Manjari’s statement seemed to be a direct response to Kagwe, who during his appearance before the committee on Wednesday, described the Kemsa boss as a poor manager who was trying to run away from his responsibilities.

“It is, however, not my job to tell anybody to commit any crime.  And in the event that I told a CEO to do something that is against the law, the normal thing for the government to do is to say - give me what you are telling me in writing,” said Kagwe.

Spirited defence

Kembi, who also appeared before the same committee put up a spirited defence for the agency, saying no money had been lost in the procurement of the Personal Protective Equipment.

He termed the said scandal at the agency as an imagination of a section of the media. He told the committee that since March 2020, Kemsa received Sh2,181,934,518 from the Ministry of Health.

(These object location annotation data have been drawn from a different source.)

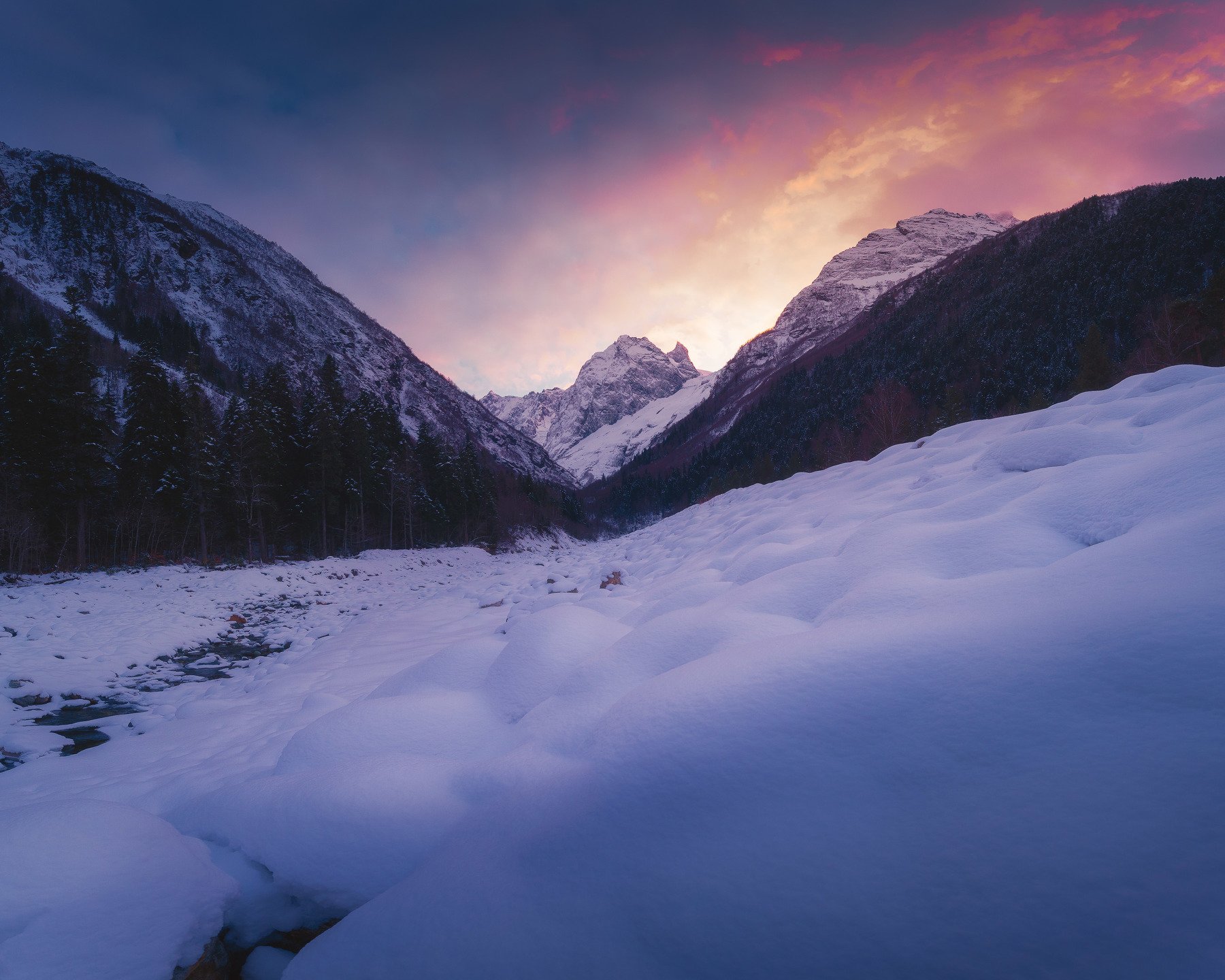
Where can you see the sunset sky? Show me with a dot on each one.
(511, 186)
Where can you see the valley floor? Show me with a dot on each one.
(958, 710)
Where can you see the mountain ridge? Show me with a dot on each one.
(147, 263)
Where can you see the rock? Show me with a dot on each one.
(214, 964)
(32, 701)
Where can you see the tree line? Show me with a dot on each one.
(165, 468)
(1067, 303)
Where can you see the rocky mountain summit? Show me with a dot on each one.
(851, 281)
(614, 382)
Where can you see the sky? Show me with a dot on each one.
(510, 186)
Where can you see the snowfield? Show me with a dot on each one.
(956, 712)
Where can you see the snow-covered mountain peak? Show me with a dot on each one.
(614, 382)
(855, 278)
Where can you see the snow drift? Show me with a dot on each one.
(952, 712)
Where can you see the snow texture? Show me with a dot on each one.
(104, 891)
(956, 710)
(254, 301)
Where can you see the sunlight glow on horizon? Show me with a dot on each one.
(706, 246)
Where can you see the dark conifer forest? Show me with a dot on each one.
(1068, 301)
(110, 457)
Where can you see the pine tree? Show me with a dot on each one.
(151, 478)
(201, 463)
(1096, 368)
(84, 425)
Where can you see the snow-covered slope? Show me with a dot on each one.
(612, 446)
(612, 384)
(851, 281)
(67, 222)
(952, 712)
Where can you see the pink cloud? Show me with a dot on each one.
(707, 243)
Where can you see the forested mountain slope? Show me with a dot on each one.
(1064, 303)
(182, 280)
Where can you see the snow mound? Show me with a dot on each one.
(103, 891)
(956, 710)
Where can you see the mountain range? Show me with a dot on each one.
(152, 269)
(941, 318)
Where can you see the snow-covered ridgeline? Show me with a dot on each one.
(855, 278)
(612, 446)
(618, 381)
(952, 710)
(69, 222)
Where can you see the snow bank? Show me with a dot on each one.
(103, 891)
(952, 712)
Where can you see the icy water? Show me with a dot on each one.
(206, 662)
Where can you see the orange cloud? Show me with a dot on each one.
(706, 245)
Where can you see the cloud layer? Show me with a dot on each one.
(510, 191)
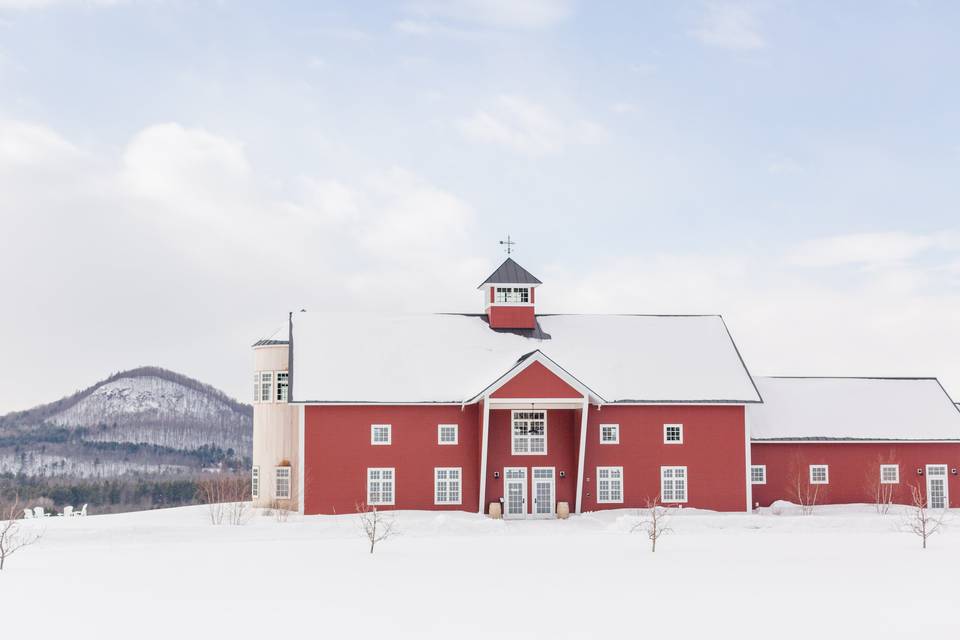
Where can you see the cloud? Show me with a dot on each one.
(500, 14)
(870, 249)
(730, 26)
(528, 128)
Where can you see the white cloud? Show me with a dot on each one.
(730, 25)
(869, 249)
(526, 127)
(502, 14)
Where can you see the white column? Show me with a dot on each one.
(585, 410)
(483, 452)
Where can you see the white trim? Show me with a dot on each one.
(301, 455)
(686, 485)
(459, 481)
(529, 439)
(896, 469)
(826, 473)
(582, 454)
(610, 489)
(393, 486)
(483, 454)
(553, 367)
(373, 430)
(289, 478)
(616, 433)
(671, 425)
(456, 434)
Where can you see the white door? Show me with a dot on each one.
(514, 492)
(544, 500)
(937, 494)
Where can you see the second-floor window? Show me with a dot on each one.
(513, 295)
(529, 433)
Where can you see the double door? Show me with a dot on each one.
(540, 502)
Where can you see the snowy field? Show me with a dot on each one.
(842, 572)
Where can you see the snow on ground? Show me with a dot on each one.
(842, 570)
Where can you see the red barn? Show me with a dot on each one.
(532, 413)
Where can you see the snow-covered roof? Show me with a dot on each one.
(362, 357)
(853, 409)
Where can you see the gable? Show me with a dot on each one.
(536, 381)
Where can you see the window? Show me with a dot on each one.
(446, 485)
(889, 474)
(281, 488)
(266, 386)
(380, 434)
(673, 484)
(819, 474)
(609, 434)
(515, 295)
(447, 433)
(673, 434)
(380, 486)
(529, 433)
(609, 484)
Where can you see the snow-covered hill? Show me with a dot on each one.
(146, 420)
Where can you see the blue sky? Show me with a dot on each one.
(178, 175)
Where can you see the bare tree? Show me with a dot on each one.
(800, 489)
(920, 519)
(653, 522)
(225, 495)
(13, 536)
(376, 525)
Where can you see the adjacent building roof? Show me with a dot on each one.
(853, 409)
(510, 273)
(393, 358)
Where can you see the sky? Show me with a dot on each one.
(175, 176)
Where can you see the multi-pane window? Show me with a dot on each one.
(513, 295)
(889, 473)
(609, 484)
(266, 386)
(447, 433)
(673, 484)
(281, 486)
(380, 487)
(819, 474)
(529, 434)
(380, 434)
(446, 485)
(609, 434)
(673, 434)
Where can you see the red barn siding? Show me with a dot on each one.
(337, 453)
(536, 381)
(853, 469)
(713, 450)
(511, 317)
(562, 454)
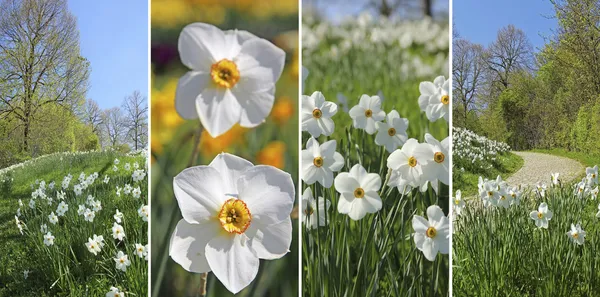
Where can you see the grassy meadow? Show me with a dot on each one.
(376, 255)
(67, 267)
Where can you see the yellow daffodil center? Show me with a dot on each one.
(317, 114)
(431, 232)
(318, 161)
(391, 131)
(225, 73)
(439, 157)
(412, 162)
(359, 193)
(235, 216)
(445, 99)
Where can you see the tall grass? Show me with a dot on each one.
(67, 267)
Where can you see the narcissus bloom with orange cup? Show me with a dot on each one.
(234, 213)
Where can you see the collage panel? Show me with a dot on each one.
(73, 157)
(375, 149)
(224, 131)
(526, 148)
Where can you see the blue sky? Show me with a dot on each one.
(480, 20)
(114, 38)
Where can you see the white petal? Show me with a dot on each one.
(272, 241)
(268, 192)
(218, 109)
(199, 193)
(200, 45)
(189, 88)
(232, 261)
(188, 242)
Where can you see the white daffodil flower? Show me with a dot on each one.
(392, 133)
(232, 78)
(118, 231)
(358, 192)
(53, 218)
(48, 239)
(367, 113)
(541, 216)
(438, 165)
(311, 208)
(114, 292)
(121, 261)
(319, 161)
(234, 213)
(316, 115)
(140, 250)
(144, 213)
(458, 204)
(435, 99)
(431, 235)
(410, 160)
(576, 234)
(93, 246)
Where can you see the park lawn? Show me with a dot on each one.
(75, 271)
(505, 165)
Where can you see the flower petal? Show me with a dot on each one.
(188, 242)
(232, 261)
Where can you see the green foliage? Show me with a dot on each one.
(500, 252)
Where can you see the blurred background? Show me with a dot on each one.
(174, 140)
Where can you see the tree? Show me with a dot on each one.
(468, 65)
(136, 114)
(41, 64)
(511, 52)
(115, 126)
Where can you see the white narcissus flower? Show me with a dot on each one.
(316, 115)
(409, 161)
(576, 234)
(358, 192)
(554, 178)
(458, 204)
(392, 133)
(118, 232)
(48, 239)
(53, 218)
(431, 234)
(438, 165)
(541, 216)
(232, 78)
(118, 216)
(319, 161)
(140, 250)
(115, 292)
(121, 261)
(367, 113)
(234, 213)
(93, 246)
(311, 208)
(435, 99)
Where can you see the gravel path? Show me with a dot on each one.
(538, 167)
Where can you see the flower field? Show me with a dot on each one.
(374, 159)
(540, 241)
(75, 224)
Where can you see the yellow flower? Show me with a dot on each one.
(272, 154)
(283, 110)
(210, 147)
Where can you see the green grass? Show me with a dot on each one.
(375, 256)
(67, 268)
(505, 165)
(500, 252)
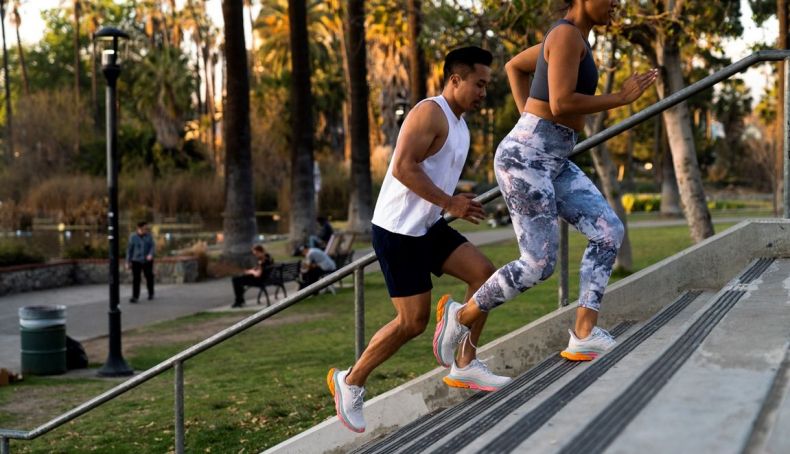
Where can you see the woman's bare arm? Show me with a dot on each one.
(518, 70)
(564, 49)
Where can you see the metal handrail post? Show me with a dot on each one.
(786, 150)
(359, 309)
(179, 406)
(562, 290)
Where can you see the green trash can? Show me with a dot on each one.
(43, 332)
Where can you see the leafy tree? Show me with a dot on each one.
(661, 29)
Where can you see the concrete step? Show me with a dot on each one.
(470, 423)
(720, 399)
(709, 373)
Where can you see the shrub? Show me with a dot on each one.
(641, 202)
(17, 254)
(199, 250)
(725, 205)
(93, 250)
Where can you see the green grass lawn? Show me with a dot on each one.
(268, 383)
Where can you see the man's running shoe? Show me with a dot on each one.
(348, 400)
(475, 375)
(449, 331)
(589, 348)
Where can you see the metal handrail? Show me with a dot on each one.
(357, 266)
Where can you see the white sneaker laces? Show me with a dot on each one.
(482, 366)
(357, 398)
(466, 337)
(604, 335)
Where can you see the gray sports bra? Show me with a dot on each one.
(586, 82)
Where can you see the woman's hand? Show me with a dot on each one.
(636, 85)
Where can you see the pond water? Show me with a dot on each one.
(53, 241)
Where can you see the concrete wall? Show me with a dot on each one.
(26, 278)
(707, 265)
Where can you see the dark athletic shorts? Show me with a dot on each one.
(408, 261)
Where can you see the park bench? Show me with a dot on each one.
(279, 274)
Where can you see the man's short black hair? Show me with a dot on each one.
(462, 61)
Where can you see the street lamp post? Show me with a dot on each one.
(401, 109)
(115, 366)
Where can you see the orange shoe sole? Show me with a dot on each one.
(459, 384)
(440, 307)
(577, 356)
(330, 381)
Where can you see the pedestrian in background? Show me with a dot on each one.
(140, 258)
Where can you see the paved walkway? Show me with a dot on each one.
(87, 306)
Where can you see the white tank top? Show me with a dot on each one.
(398, 208)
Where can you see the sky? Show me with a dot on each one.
(33, 29)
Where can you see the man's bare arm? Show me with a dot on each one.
(424, 127)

Of this amount, Sh1.5 billion was earmarked for the procurement of reagents and test kits. Sh300 million has been received in full for procurement of locally produced re-usable face masks.

He said the procurement of the reagents and masks was done in collaboration with the Kenya National Chamber of Commerce and Industry.

He said the agency has also received Sh777. 7 million for procurement of testing and extraction kits.

On how the funds received by Kemsa have been spent towards mitigating the effects of Covid-19, Kembi said Sh1.5 billion has been spent on procurement of home pregnancy testing slabs.